The Marxent Method: Building a 110% Net Retention Engine in an Emerging Category

In a new category, customer retention isn’t just a metric – it’s a survival strategy. In a recent episode of Category Visionaries, Beck Besecker revealed how Marxent built a sustainable retention engine in the emerging 3D commerce space.

Retention as the North Star

“The most important metric I care about is retention,” Beck emphasizes. “And the worst thing you can do is take a client where the value proposition isn’t very strong and you’re constantly trying to fill the holes. Right. To keep it’s energy sapping.”

This focus shapes everything from customer selection to implementation strategy. Rather than chasing rapid growth, Marxent prioritizes finding the right fit from the start.

The Integration Moat

What makes Marxent’s offering particularly sticky is the depth of integration required. As Beck explains, “Imagine I onboarded your entire kitchen catalog. Like, all the business rules and integrations. It’s kind of a hybrid between an enterprise software and a SaaS. It’s like the first four months are integrations and content.”

This comprehensive onboarding creates natural stickiness: “We break even in the first four months, but then it’s highly profitable and high retention after.”

Strategic Customer Selection

The path to high retention begins before the sale. Beck describes their approach: “We spend a lot of time up front with our customer success team, with our delivery team, with our head of strategy, making sure it’s a good value proposition. They have the ability to pay. They’re at a scale that’s going to work for them, and of course, that drives retention.”

Building for Complex Use Cases

Marxent’s solution addresses fundamental challenges in high-consideration purchases. As Beck explains, “If you’re going to buy a high consideration product like in the home category… they’re expensive, they have a lot of configurable parts that have to be put together in a shared scene, it’s a complex data model.”

This complexity creates an opportunity for deep value creation. Their platform transforms a traditionally painful process: “Historically, if you were going to build one of these projects, you would go find a professional. You’d sit in a store, they’d have like an old off white beige desktop monitor, and they’d be flipping through a catalog and ticking away, and you’d be sitting there for 2 hours sort of just wanting to pull your hair out.”

The Results

Their focus on retention has paid off. “Our net retention is 110 or something like that. We’ve got really good retention,” Beck shares. This success has enabled steady, sustainable growth: “Historical growth rate 25% for the last five, six years. That was just about the right pace. We’re not a hockey stick business.”

Building Long-term Value

Rather than optimizing for rapid scaling, Marxent focuses on creating lasting value. Their solution fundamentally changes how their customers operate: “What we do as a company, we are a 3D content management system for the home category… We’re in kitchen, bath, decking, furniture, office, and storage.
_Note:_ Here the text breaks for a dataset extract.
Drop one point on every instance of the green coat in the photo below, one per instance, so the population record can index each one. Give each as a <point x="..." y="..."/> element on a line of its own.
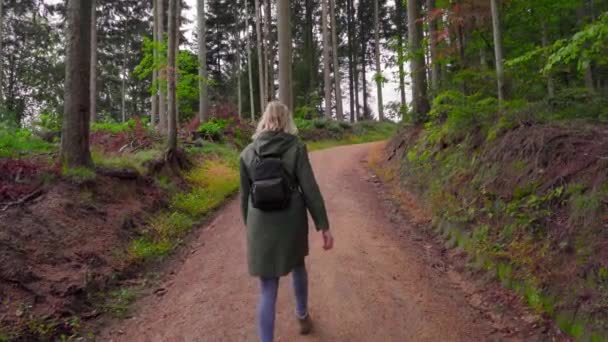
<point x="277" y="241"/>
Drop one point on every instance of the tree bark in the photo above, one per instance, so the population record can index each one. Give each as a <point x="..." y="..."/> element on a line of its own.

And they all have the same thing in common, which is you got to take a bunch of individual skus, get them into a shared scene, make it an inspiring experience that people want to buy and help them check out.”

For founders building in new categories, Marxent’s approach offers valuable lessons. High retention doesn’t come from growth hacks or quick fixes – it comes from careful customer selection, deep integration, and a focus on solving fundamental business problems. Sometimes, the path to sustainable growth means taking four months to properly onboard a customer rather than rushing to close the next deal.

In an emerging category where the rules are still being written, Marxent’s method suggests that patient, strategic customer development might be the surest path to long-term success.